Report

Genome Sequence, Comparative Analysis, and Population Genetics of the Domestic Horse

See allHide authors and affiliations

Science  06 Nov 2009:
Vol. 326, Issue 5954, pp. 865-867
DOI: 10.1126/science.1178158

Abstract

We report a high-quality draft sequence of the genome of the horse (Equus caballus). The genome is relatively repetitive but has little segmental duplication. Chromosomes appear to have undergone few historical rearrangements: 53% of equine chromosomes show conserved synteny to a single human chromosome. Equine chromosome 11 is shown to have an evolutionary new centromere devoid of centromeric satellite DNA, suggesting that centromeric function may arise before satellite repeat accumulation. Linkage disequilibrium, showing the influences of early domestication of large herds of female horses, is intermediate in length between dog and human, and there is long-range haplotype sharing among breeds.

As one of the earliest domesticated species, the horse, Equus caballus, has played an important role in human exploration of novel territories. Belonging to the order perissodactyla (i.e., odd-toed animals with hooves), the genus Equus radiated into 8 or 9 species around three million years ago (1). Members of the family equidae exhibit diverged karyotypes (2) and variable centromeric positioning (1). With over 90 hereditary conditions, which may serve as models for human disorders (3, 4) (such as infertility, inflammatory diseases, and muscle disorders), the horse has much to offer as a model species.

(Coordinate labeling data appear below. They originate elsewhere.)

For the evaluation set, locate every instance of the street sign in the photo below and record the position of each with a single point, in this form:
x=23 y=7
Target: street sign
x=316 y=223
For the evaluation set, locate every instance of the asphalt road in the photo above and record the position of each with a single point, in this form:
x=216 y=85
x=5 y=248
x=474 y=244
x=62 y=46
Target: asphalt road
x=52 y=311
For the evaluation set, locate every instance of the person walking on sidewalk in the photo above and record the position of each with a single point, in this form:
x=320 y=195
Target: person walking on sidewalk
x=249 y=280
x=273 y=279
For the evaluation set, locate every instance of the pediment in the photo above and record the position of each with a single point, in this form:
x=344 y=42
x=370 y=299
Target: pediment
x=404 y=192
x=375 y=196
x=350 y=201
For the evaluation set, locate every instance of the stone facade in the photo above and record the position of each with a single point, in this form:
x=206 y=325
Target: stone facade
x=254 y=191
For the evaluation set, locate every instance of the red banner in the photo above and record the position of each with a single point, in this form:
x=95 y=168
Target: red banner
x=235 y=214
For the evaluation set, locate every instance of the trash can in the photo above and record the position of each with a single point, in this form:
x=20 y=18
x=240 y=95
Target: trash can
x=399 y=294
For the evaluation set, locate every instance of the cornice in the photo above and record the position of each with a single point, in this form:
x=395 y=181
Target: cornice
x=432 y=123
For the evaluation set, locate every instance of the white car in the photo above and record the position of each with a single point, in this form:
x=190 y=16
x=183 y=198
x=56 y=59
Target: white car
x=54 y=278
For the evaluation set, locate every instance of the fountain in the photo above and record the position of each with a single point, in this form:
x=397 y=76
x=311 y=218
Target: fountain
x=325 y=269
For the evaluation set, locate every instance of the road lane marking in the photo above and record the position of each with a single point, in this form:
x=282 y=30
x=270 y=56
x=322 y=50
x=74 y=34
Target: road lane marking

DNA from a single mare of the Thoroughbred breed was sequenced to 6.8× coverage [supporting online material (SOM) text], resulting in a high-quality draft assembly (designated EquCab2.0) with a 112-kb N50 contig size (SOM) and a 46-Mb N50 scaffold size (tables S1 and S2), and >95% of the sequence anchored to the 64 (2N) equine chromosomes. The 2.5- to 2.7-Gb genome size is somewhat larger than the dog genome (2.5 Gb) and smaller than the human and bovine genomes (2.9 Gb) (57). Segmental duplications (8) make up <1% of the equine genome, and most are intrachromosomal duplications such as are seen in many other mammalian genomes (SOM). Repetitive sequences, many equine-specific, make up 46% of the genome assembly (SOM). The predominant repeat classes include long interspersed nuclear elements, dominated by L1 and L2 types (tables S3 and S4) (19% of bases), and short interspersed nuclear elements, including the recent ERE1 and ERE2 and the ancestral main immunogenic regions (7% of bases). Comparison of horse and human chromosomes reveals strong conserved synteny between these species (fig. S1). Indeed, 17 horse chromosomes (53%) comprise material from a single human chromosome (in the dog, it is 29%).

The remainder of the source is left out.